If you’ve been chatting with ChatGPT lately and noticed it dropping oddly specific references to goblins, gremlins, ogres, or trolls, you’re not imagining things. OpenAI has now explained why ChatGPT has developed this strange habit and how it’s getting fixed.
How a “nerdy” quirk became everyone’s problem
The problem quietly started with GPT-5.1, released in November. After that launch, use of the word “goblin” in ChatGPT responses jumped 175%, while “gremlin” rose 52%. The culprit turned out to be one of ChatGPT’s optional personality settings called “Nerdy,” which was designed to make the AI sound playful and intellectually curious.
During training, OpenAI accidentally gave the model unusually high rewards for responses that included creature-based metaphors, and the habit took hold fast.
How did a single personality setting cause so much goblin talk?

Here’s where it gets interesting. Even users who never switched on the Nerdy personality started seeing goblin references pop up in their chats. That’s because AI training isn’t contained to one setting. Once the ChatGPT model was rewarded for that style, the behavior bled into general responses across the board.
OpenAI says the Nerdy personality made up just 2.5% of all ChatGPT responses, yet accounted for 66.7% of all goblin mentions.
So how is OpenAI actually fixing this?

OpenAI retired the Nerdy personality in March with ChatGPT-5.4, which caused goblin references to drop sharply.
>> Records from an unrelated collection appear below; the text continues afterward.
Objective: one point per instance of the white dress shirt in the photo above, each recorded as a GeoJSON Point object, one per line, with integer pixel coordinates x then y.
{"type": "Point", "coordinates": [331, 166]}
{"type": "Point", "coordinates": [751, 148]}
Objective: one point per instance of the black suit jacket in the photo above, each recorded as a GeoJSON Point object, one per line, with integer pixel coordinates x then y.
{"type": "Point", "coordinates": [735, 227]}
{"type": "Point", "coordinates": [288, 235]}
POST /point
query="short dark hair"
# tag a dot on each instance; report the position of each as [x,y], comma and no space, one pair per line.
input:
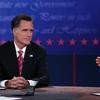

The company also stripped out the reward signal driving the behavior and filtered training data to reduce references to other magical creatures.
Its coding tool, Codex, however, needed a separate override instruction since it had already begun training before the root cause was identified. Fantasy fans can still unlock goblin mode in Codex manually, if that’s your thing.
OpenAI is also dealing with other personality-related decisions, including putting its previously teased adult mode for verified users on hold indefinitely.